May 26, 2010|By LYNN LITTLE / Special to The Herald-Mail

Herbs and spices can play an important role in your kitchen. They enhance the flavor of many foods and can help reduce the amount of salt/sodium in your diet. Herbs are the fresh or dried leaves of plants while spices are the ground seeds, bark or stems of the plant.

Herbs and spices do not add fat and they are very low in calories. If you follow a recipe it will usually guide you as to how much of which herb and spice to add. Some recipes include herbs and spices and give the amount to use. However, learning to use herbs and spices will help you enhance other foods and recipes you prepare.

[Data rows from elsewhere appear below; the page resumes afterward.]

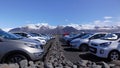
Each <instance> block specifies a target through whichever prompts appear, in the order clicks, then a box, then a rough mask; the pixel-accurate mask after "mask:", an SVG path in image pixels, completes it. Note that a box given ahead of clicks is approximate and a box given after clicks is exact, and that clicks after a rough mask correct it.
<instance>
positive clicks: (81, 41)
mask: <svg viewBox="0 0 120 68" xmlns="http://www.w3.org/2000/svg"><path fill="white" fill-rule="evenodd" d="M105 34H106V33H88V34H86V35H84V36H82V37H80V38H76V39H74V40H72V41H71V42H70V45H71V47H72V48H75V49H79V50H81V51H88V49H89V41H90V40H92V39H98V38H101V37H104V36H105Z"/></svg>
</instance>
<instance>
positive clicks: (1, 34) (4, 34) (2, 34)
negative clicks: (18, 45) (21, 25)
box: [0, 31, 19, 39]
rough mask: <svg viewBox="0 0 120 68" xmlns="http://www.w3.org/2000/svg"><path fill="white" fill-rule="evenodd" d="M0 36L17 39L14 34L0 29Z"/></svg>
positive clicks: (16, 36)
mask: <svg viewBox="0 0 120 68" xmlns="http://www.w3.org/2000/svg"><path fill="white" fill-rule="evenodd" d="M0 37H2V38H5V39H19V37H17V36H16V35H14V34H12V33H8V32H4V31H0Z"/></svg>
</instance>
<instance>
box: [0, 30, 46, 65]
mask: <svg viewBox="0 0 120 68" xmlns="http://www.w3.org/2000/svg"><path fill="white" fill-rule="evenodd" d="M43 52H44V50H43V48H42V47H41V46H40V45H38V44H36V43H32V42H25V41H22V40H19V38H17V37H16V36H14V35H11V34H10V33H8V32H5V31H2V30H0V62H1V63H19V62H20V61H21V60H23V59H26V60H28V61H29V60H32V61H35V60H39V59H41V58H42V55H43Z"/></svg>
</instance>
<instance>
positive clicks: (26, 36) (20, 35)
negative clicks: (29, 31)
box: [15, 33, 27, 37]
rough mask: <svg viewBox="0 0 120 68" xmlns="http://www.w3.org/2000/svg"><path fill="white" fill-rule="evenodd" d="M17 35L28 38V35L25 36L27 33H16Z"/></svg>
mask: <svg viewBox="0 0 120 68" xmlns="http://www.w3.org/2000/svg"><path fill="white" fill-rule="evenodd" d="M15 34H18V35H20V36H23V37H27V34H25V33H15Z"/></svg>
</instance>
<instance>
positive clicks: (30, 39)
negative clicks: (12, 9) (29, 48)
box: [9, 33, 42, 46]
mask: <svg viewBox="0 0 120 68" xmlns="http://www.w3.org/2000/svg"><path fill="white" fill-rule="evenodd" d="M9 34H10V33H9ZM11 35H13V36H15V37H16V38H18V39H19V40H21V41H25V42H32V43H36V44H38V45H41V46H42V44H41V43H40V42H39V41H38V40H35V39H30V38H25V37H22V36H20V35H18V34H11Z"/></svg>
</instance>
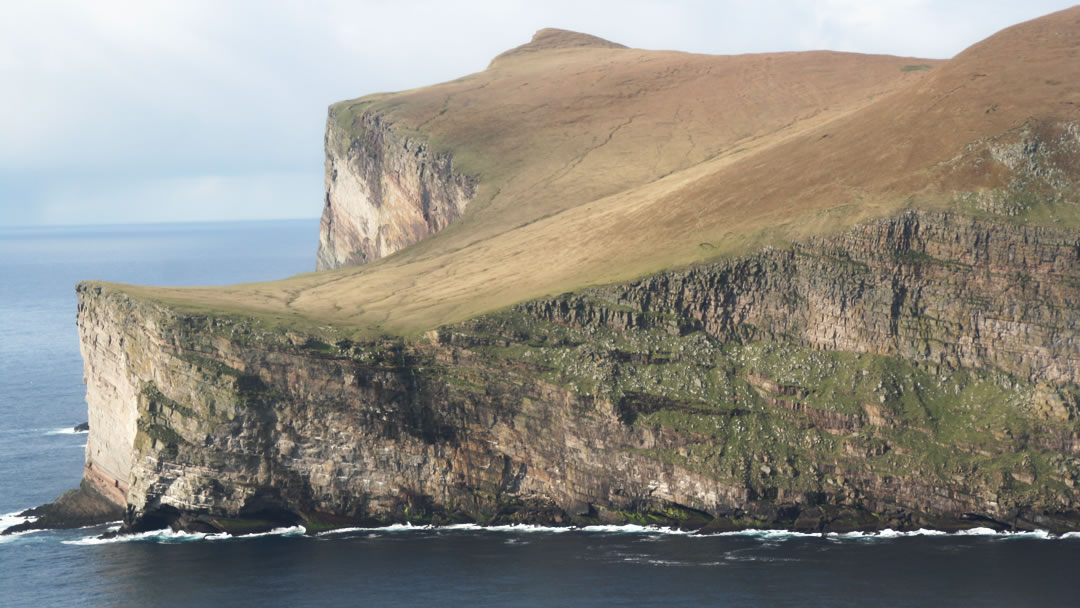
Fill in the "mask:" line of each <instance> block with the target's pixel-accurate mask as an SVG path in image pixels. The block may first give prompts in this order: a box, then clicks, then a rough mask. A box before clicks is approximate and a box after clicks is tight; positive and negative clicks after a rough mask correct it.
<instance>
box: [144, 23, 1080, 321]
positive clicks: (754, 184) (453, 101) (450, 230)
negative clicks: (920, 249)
mask: <svg viewBox="0 0 1080 608" xmlns="http://www.w3.org/2000/svg"><path fill="white" fill-rule="evenodd" d="M1078 55H1080V9H1071V10H1068V11H1063V12H1059V13H1055V14H1053V15H1050V16H1047V17H1043V18H1040V19H1036V21H1034V22H1028V23H1025V24H1021V25H1018V26H1014V27H1012V28H1009V29H1007V30H1004V31H1002V32H1000V33H998V35H996V36H994V37H991V38H989V39H987V40H986V41H984V42H981V43H978V44H976V45H974V46H972V48H970V49H968V50H967V51H964V52H963V53H961V54H959V55H957V56H956V57H955V58H953V59H950V60H948V62H936V60H929V59H916V58H904V57H890V56H868V55H858V54H847V53H831V52H809V53H781V54H764V55H738V56H705V55H691V54H685V53H677V52H656V51H639V50H632V49H624V48H620V46H619V45H616V44H612V43H610V42H607V41H603V40H600V39H596V38H593V37H586V36H583V35H577V33H572V32H565V31H559V30H541V31H540V32H538V35H537V37H536V38H535V39H534V42H531V43H529V44H525V45H523V46H521V48H517V49H515V50H512V51H510V52H508V53H504V54H503V55H500V56H499V57H497V58H496V59H495V60H494V62H492V63H491V65H490V66H489V67H488V69H486V70H485V71H483V72H480V73H475V75H470V76H467V77H464V78H461V79H459V80H456V81H453V82H447V83H443V84H438V85H434V86H429V87H424V89H419V90H414V91H407V92H403V93H396V94H379V95H374V96H369V97H364V98H360V99H355V100H351V102H345V103H341V104H337V105H335V106H334V107H333V108H332V117H333V119H334V120H337V121H339V123H340V124H341V126H342V127H345V129H349V127H351V125H352V124H353V122H352V121H353V120H354V119H355V117H357V116H360V113H362V112H365V111H376V112H379V113H380V114H381V116H383V117H384V118H386V120H389V121H390V122H391V123H392V124H394V125H395V129H400V130H402V131H403V132H406V133H410V134H418V135H420V136H422V137H426V138H428V140H429V141H430V143H431V144H432V145H433V147H435V148H436V149H440V150H448V151H450V152H453V153H454V158H455V165H456V167H457V170H458V171H460V172H463V173H467V174H470V175H475V176H476V177H477V178H478V179H480V184H481V188H480V193H478V195H477V198H476V200H475V201H474V202H473V203H472V204H471V205H470V207H469V208H468V211H467V213H465V215H464V216H463V217H462V218H461V219H460V220H458V221H457V222H456V224H454V225H451V226H450V227H449V228H447V229H446V230H444V231H443V232H441V233H438V234H436V235H434V237H432V238H430V239H429V240H427V241H423V242H421V243H419V244H417V245H415V246H413V247H409V248H407V249H405V251H402V252H400V253H399V254H395V255H393V256H390V257H388V258H384V259H381V260H379V261H377V262H375V264H372V265H368V266H364V267H359V268H348V269H340V270H336V271H328V272H322V273H318V274H305V275H299V276H295V278H292V279H288V280H285V281H279V282H272V283H261V284H251V285H237V286H229V287H213V288H211V287H198V288H158V287H123V288H124V289H125V291H127V292H130V293H132V294H133V295H139V296H146V297H150V298H153V299H157V300H160V301H163V302H165V303H168V305H171V306H175V307H179V308H184V309H190V310H197V311H205V312H215V313H226V314H243V315H255V316H257V317H261V319H264V320H266V321H268V322H274V323H278V322H285V323H288V324H297V325H303V326H307V327H323V328H326V327H332V326H333V327H335V328H338V329H339V330H342V332H347V333H353V334H368V335H369V334H384V333H391V334H410V333H417V332H422V330H424V329H428V328H431V327H435V326H438V325H442V324H445V323H449V322H455V321H460V320H462V319H467V317H471V316H474V315H476V314H480V313H483V312H486V311H490V310H495V309H498V308H501V307H504V306H508V305H511V303H514V302H517V301H522V300H525V299H529V298H534V297H539V296H543V295H550V294H557V293H562V292H566V291H572V289H578V288H581V287H584V286H589V285H595V284H602V283H609V282H615V281H620V280H627V279H632V278H635V276H639V275H643V274H648V273H651V272H656V271H659V270H662V269H665V268H672V267H676V266H681V265H687V264H693V262H698V261H703V260H708V259H713V258H716V257H719V256H729V255H734V254H739V253H743V252H746V251H751V249H753V248H755V247H760V246H762V245H768V244H782V243H784V242H786V241H789V240H793V239H801V238H806V237H810V235H814V234H820V233H827V232H833V231H837V230H841V229H843V228H846V227H848V226H850V225H852V224H853V222H856V221H859V220H862V219H866V218H869V217H876V216H881V215H888V214H891V213H894V212H896V211H897V210H900V208H903V207H905V206H947V205H953V204H957V203H956V201H957V200H958V198H959V199H962V198H961V197H958V194H957V193H966V192H981V191H986V190H989V189H995V188H1002V187H1004V186H1007V184H1008V181H1009V178H1010V176H1009V174H1008V172H1003V171H1001V170H1000V167H998V168H995V167H996V166H997V165H995V164H994V163H985V164H978V163H972V162H968V159H969V157H971V156H972V154H978V153H984V152H985V150H983V152H980V151H978V150H980V149H981V148H980V147H978V145H977V144H978V143H980V141H984V143H985V141H987V140H989V139H990V138H994V137H998V136H1001V135H1002V134H1007V133H1009V132H1010V131H1011V130H1013V131H1015V130H1020V129H1022V127H1023V125H1025V124H1031V122H1032V121H1035V122H1038V121H1045V120H1065V121H1078V120H1080V60H1078V59H1080V57H1078ZM984 148H985V146H984ZM998 164H1000V163H998ZM973 166H975V167H976V168H972V167H973ZM980 167H982V168H980ZM1063 213H1065V214H1066V215H1068V214H1072V213H1074V212H1072V211H1069V210H1066V211H1065V212H1063ZM1058 215H1059V214H1058ZM1061 219H1062V217H1059V216H1055V215H1054V214H1049V215H1048V214H1045V213H1042V214H1041V215H1040V214H1032V216H1031V220H1039V221H1047V222H1053V221H1057V220H1061Z"/></svg>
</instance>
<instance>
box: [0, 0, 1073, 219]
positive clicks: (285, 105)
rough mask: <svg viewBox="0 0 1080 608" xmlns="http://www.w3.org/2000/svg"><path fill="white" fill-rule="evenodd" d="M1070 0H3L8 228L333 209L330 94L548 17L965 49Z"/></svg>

The best way to learn how to use herbs and spices is to experiment with different flavors. Start with some basic herbs and spices and try a different one each week.

  • Basil has a warm, clove-like flavor. It can be used in tomato based dishes and is good added to mashed potatoes. Basil is very good used fresh.

  • Black pepper adds a lot of flavor to almost any food, especially potatoes, rice, fish, poultry, vegetables, fresh sliced tomatoes and salads.

  • Chili pepper is made from ground chilies. It has a rich aroma and a spicy hot taste. Use it to flavor chili, salsa, rice, soups and beans.

  • Cinnamon is good used in many foods especially oatmeal and sweet potatoes. It can add a sweet taste without added sugar.

  • Coriander has a spicy, fresh lime flavor and works well with rice, grilled chicken or fish.

  • Cumin has an earthy flavor and is very good added to beans and chili.

  • Dried dill leaves have a delicate flavor good with pasta, potatoes, potato salad and fish.

  • Garlic powder is a low-sodium alternative to garlic salt and really adds flavor to rice, soup, chili, salads and mashed potatoes.

  • Italian seasoning is a mixture of oregano, marjoram and basil used to flavor any meat, rice or pasta dish.

  • Oregano is a bold herb that adds flavor to beans, chili, pasta and salads.

    Tips for using herbs and spices:


To start use a small amount. You can always add more, but it is impossible to remove excess. Just 1/4 teaspoon of dried herbs or 1 teaspoon of fresh is good to start for most recipes.

For short cooking times, less than 15 minutes, add seasonings at the beginning.

For longer cooking times, add the seasonings during the last 20 to 30 minutes.

Store dried herbs and spice in tightly sealed containers in a dark, dry place.

Buy herbs and spices in small quantities and for best flavor use within one year.

Lynn Little is a family and consumer sciences educator with University of Maryland Extension in Washington County.